Encouragement for your daily walk with God
Contentment is not a natural tendency of man, it must be learned. Covetousness, discontent, and murmuring are as natural to man as weeds and thorns in a garden. You don’t have to plant weeds, they grow naturally because they are of the earth. But if you want wheat, you have to work at it by preparing the soil, planting the seed, and cultivating the crop. If you want specific flowers in a certain place, then there must be a garden with a gardener’s care.

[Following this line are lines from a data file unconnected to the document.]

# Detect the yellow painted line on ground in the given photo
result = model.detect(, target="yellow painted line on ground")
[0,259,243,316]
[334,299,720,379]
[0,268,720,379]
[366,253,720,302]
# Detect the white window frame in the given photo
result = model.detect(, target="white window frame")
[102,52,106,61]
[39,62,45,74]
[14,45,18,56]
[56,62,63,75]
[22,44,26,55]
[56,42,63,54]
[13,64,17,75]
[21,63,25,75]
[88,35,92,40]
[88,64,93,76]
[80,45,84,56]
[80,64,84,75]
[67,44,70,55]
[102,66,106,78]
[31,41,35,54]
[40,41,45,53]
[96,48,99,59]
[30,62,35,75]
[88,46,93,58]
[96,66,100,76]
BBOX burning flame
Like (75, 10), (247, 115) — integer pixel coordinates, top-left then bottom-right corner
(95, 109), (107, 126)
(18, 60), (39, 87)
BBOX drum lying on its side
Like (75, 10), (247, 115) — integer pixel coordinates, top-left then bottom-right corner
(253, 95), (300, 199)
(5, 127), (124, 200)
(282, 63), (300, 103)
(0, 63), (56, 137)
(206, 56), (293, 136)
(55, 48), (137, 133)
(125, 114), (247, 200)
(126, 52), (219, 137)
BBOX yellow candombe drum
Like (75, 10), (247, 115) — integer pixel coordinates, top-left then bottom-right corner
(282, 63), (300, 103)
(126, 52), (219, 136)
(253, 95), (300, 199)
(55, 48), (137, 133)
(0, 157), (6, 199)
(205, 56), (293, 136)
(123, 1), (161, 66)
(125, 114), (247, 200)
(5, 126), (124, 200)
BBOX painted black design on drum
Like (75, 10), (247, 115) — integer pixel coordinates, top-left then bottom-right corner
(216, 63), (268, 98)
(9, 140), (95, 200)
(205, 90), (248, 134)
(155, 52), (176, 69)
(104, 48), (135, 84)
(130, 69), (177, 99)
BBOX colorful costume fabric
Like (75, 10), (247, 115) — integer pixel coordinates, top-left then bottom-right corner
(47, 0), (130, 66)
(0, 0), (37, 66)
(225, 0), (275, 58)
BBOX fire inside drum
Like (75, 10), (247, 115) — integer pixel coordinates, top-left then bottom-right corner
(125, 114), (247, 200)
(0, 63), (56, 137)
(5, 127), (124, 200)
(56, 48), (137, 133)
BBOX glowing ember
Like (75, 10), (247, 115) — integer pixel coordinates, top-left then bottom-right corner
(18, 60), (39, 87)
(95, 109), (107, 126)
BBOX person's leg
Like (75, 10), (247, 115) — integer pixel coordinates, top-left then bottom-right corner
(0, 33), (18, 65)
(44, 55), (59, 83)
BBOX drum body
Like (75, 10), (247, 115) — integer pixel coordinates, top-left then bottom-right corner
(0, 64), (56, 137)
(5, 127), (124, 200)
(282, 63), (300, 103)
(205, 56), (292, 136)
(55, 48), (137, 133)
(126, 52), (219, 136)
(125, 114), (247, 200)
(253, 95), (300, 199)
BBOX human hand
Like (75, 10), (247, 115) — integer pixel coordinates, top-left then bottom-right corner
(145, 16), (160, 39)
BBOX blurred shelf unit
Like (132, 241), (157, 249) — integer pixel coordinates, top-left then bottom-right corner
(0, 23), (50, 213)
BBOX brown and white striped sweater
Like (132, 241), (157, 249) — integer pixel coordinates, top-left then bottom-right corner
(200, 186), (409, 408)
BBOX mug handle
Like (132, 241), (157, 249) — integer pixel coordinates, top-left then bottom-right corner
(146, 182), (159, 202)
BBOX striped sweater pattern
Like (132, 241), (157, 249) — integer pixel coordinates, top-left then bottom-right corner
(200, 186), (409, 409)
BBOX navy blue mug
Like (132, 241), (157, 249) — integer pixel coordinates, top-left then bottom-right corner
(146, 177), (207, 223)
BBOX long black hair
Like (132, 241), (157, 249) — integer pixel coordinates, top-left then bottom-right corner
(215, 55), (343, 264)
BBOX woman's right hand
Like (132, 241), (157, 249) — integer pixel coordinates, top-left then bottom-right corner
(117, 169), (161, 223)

Contentment is like that! It must be cultivated because it will not grow naturally. The apostle Paul said, “I have learned…to be content.” It implies that, at one time, he didn’t know how to be content. There is little doubt in my mind that it cost him many pains and sorrows to learn the mystery of that great truth. But when he finally laid hold of it, he could say, “I have learned in whatever situation I am to be content” [Philippians 4:11]. By the way, when he wrote those words, Paul was locked up in Nero’s prison in Rome.
Learning to be content does not come effortlessly—and without some pain and sorrow along the way. It is not something that you will acquire instantaneously, but rather gradually. Christ followers know that from experience.
So there is a great challenge before us. Let’s lay aside covetousness, and silence the murmuring, as natural as they are, and be a good student in the School of Contentment.